The next day, our last full day, was sunday. We decided to go to the church across from the temple and after sacrament go to the visitors center to check things out. We talked to a sister missionary there for a while and found out that she speaks French and that they always try to have Sister missionary at the visitors center that speaks french or german because they have so many tour buses of people who speak that language come buy and want to see what the temple is all about. I thought that was pretty cool.

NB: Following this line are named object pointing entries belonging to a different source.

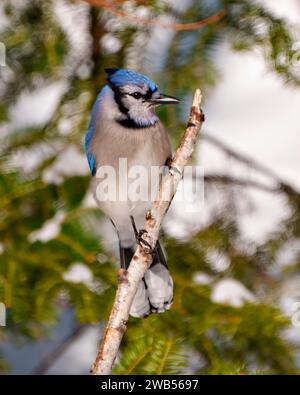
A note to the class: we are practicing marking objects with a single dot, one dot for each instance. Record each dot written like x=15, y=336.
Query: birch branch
x=142, y=259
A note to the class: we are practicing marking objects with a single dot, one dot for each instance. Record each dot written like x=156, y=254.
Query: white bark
x=142, y=259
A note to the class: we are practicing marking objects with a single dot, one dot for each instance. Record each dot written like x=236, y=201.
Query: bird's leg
x=139, y=235
x=168, y=163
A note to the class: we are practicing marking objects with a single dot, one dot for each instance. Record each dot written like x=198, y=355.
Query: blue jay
x=124, y=125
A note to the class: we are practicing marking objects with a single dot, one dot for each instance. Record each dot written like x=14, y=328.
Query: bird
x=125, y=126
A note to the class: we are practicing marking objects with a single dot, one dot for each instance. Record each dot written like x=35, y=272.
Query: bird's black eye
x=137, y=95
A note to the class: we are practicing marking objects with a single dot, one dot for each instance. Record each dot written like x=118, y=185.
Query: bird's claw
x=141, y=241
x=139, y=235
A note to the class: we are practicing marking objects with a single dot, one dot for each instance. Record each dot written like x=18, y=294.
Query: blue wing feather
x=90, y=134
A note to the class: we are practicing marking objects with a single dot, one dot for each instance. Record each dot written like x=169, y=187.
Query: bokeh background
x=235, y=263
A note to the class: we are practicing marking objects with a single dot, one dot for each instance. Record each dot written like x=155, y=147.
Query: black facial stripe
x=131, y=124
x=121, y=106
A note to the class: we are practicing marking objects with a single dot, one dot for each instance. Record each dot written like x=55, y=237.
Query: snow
x=71, y=162
x=217, y=259
x=231, y=292
x=35, y=108
x=202, y=278
x=79, y=273
x=288, y=253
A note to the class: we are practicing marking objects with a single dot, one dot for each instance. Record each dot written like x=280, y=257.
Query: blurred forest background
x=235, y=267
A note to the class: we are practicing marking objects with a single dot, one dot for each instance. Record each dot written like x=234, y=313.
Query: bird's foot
x=139, y=235
x=172, y=169
x=122, y=275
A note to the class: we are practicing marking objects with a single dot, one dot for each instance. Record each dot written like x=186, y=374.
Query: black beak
x=164, y=99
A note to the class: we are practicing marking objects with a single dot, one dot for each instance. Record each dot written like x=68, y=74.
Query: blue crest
x=121, y=77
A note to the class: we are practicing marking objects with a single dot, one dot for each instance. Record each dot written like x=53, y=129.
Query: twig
x=129, y=281
x=111, y=6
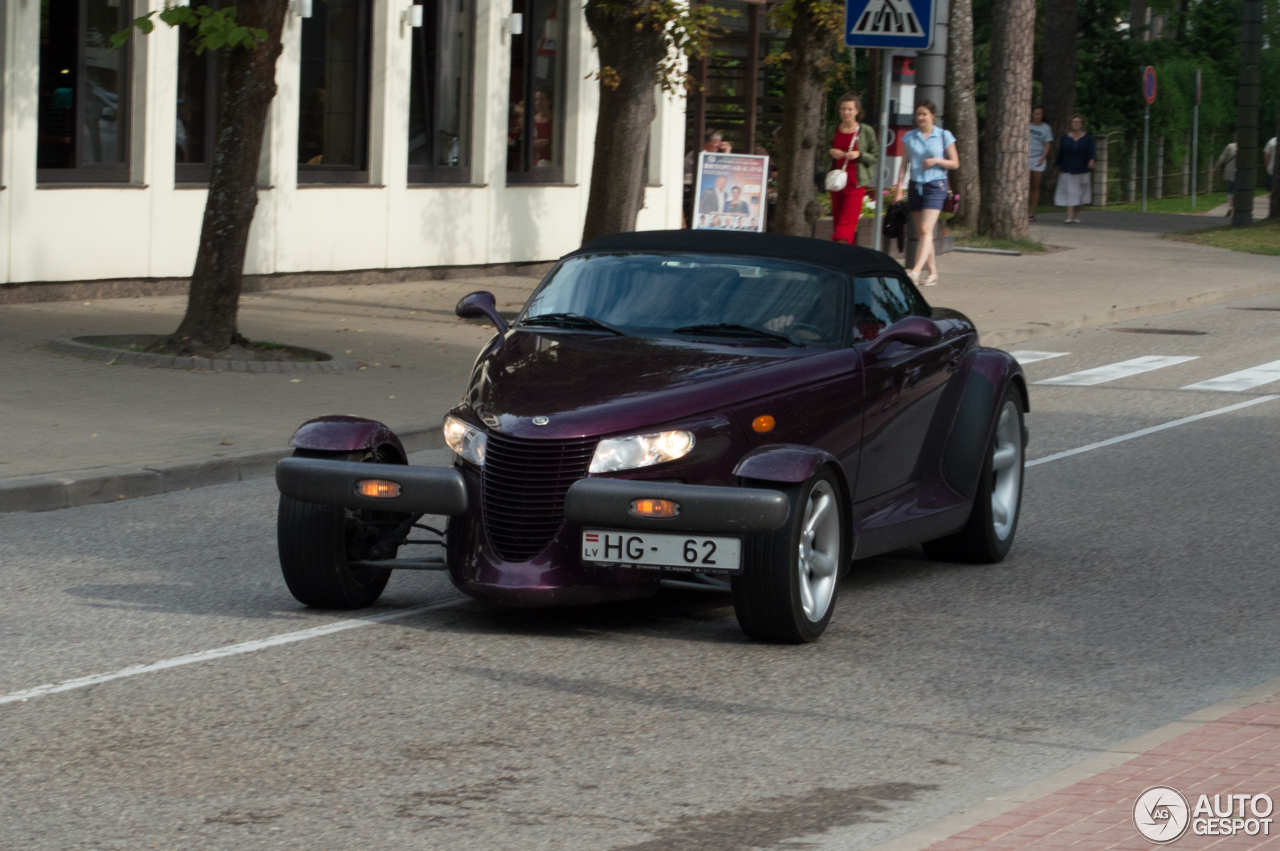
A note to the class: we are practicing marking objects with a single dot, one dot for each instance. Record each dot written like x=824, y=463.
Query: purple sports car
x=741, y=411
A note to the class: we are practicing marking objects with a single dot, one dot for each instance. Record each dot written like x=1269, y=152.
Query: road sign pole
x=1146, y=135
x=887, y=73
x=1194, y=149
x=1196, y=136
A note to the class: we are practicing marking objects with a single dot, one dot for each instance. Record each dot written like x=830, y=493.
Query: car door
x=904, y=385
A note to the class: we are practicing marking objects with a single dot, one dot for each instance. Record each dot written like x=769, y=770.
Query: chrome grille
x=525, y=483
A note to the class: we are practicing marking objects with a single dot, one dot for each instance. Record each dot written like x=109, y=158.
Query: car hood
x=586, y=385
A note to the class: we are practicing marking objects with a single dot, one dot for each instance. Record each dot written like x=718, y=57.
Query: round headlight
x=640, y=451
x=465, y=439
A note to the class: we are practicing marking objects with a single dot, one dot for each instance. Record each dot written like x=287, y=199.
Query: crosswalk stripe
x=1121, y=370
x=1242, y=380
x=1031, y=357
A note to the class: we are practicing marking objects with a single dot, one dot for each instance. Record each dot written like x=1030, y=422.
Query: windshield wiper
x=571, y=320
x=730, y=329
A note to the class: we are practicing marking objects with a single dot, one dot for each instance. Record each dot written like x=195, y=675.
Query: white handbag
x=839, y=178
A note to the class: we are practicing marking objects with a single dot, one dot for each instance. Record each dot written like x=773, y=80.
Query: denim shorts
x=926, y=196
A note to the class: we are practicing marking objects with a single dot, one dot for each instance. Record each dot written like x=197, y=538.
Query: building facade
x=464, y=141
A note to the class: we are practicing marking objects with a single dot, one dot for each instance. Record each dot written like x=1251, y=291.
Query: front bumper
x=424, y=490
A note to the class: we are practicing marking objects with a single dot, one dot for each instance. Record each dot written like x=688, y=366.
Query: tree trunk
x=1061, y=31
x=961, y=113
x=1247, y=152
x=1275, y=190
x=629, y=73
x=809, y=47
x=243, y=101
x=1009, y=103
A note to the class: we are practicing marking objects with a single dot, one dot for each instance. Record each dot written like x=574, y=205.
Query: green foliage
x=215, y=28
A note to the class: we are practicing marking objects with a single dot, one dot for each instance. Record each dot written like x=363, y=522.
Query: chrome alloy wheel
x=819, y=552
x=1006, y=470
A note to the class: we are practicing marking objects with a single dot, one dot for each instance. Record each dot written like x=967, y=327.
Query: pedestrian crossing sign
x=888, y=23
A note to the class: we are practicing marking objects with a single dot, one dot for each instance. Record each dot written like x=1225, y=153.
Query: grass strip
x=1260, y=238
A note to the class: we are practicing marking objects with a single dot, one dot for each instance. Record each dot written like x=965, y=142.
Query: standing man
x=1269, y=158
x=1042, y=140
x=713, y=197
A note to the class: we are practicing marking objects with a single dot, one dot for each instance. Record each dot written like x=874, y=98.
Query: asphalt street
x=1141, y=588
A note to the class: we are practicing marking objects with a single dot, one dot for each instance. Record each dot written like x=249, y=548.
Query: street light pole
x=887, y=73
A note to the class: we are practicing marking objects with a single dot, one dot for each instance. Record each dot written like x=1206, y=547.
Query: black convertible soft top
x=853, y=260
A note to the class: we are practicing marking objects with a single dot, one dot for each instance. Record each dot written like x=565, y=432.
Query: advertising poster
x=730, y=192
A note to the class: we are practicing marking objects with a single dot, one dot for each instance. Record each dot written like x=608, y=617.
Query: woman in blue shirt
x=931, y=151
x=1075, y=159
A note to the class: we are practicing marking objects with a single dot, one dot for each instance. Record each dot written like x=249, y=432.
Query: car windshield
x=705, y=297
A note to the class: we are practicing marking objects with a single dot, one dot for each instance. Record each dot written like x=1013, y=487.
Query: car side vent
x=525, y=483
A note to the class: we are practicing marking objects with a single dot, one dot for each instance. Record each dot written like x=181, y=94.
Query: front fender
x=346, y=434
x=786, y=462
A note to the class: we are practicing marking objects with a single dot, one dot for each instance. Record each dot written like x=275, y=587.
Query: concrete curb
x=1119, y=315
x=949, y=826
x=92, y=352
x=53, y=490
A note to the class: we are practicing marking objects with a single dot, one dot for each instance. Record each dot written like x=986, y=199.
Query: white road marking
x=1121, y=370
x=1142, y=433
x=1031, y=357
x=219, y=653
x=1242, y=380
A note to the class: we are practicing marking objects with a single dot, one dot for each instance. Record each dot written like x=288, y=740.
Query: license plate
x=656, y=550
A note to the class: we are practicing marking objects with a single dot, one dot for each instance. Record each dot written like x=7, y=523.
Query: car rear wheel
x=787, y=588
x=318, y=543
x=988, y=534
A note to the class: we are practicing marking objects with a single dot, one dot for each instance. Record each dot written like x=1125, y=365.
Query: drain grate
x=1159, y=330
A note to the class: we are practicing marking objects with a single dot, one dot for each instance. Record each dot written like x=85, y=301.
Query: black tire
x=979, y=541
x=767, y=595
x=316, y=544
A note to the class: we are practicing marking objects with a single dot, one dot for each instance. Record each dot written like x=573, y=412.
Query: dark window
x=333, y=115
x=878, y=302
x=708, y=297
x=197, y=110
x=535, y=120
x=439, y=94
x=83, y=111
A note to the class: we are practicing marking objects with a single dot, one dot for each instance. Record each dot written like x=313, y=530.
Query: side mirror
x=913, y=330
x=481, y=306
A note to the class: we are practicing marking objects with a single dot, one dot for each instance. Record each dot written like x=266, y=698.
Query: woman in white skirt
x=1075, y=160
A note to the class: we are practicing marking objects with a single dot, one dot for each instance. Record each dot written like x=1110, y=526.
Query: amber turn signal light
x=654, y=507
x=378, y=489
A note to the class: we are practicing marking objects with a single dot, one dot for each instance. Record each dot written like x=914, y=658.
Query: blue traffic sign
x=888, y=23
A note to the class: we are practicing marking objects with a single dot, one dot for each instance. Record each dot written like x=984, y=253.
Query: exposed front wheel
x=787, y=588
x=316, y=545
x=988, y=534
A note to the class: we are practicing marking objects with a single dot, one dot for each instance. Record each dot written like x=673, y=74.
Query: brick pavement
x=1224, y=753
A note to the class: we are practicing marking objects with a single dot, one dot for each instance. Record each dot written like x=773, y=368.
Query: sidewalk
x=127, y=430
x=1229, y=749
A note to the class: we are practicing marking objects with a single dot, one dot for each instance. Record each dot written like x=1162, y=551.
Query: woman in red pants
x=855, y=151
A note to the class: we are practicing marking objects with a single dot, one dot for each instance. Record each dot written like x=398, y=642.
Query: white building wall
x=151, y=228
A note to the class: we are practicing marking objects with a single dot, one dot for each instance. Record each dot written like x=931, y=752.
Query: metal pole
x=887, y=73
x=1194, y=150
x=1146, y=133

After that we went to all of the church history sights that were around including the tabernacle, Brigham Young's Winter home, and Jacob Hamblin's home.  It was interesting to learn more about where the city got its name from and also a little bit of the history of the first settlers in the area. We then finished the night off at Texas Road House (the only place baby girl wanted to eat :P) and just relaxed at the pool and hotel room the rest of the night.




It was a very fun getaway, which we were so grateful to be able to go on! (Thanks family and especially mom for watching Sawyer even though you had back pain!) We loved every moment of it, but we did miss our little man and couldn't wait to see him again. Going on a vacation was seriously the best thing for us because we finally felt like going home and being a family again! 





Tuesday, July 29, 2014

There Are Ups... And There are Downs

It's that day. It's pretty much a living nightmare scratching, screaming, clawing, pinching, kicking, crying, hitting and wailing at you. So you put it in it's room, in the crib so it can't escape and shut the door. Then you find yourself in the closet, bathroom end of the hall or stairs crying. Crying hysterically because you don't know what to do and you have had it.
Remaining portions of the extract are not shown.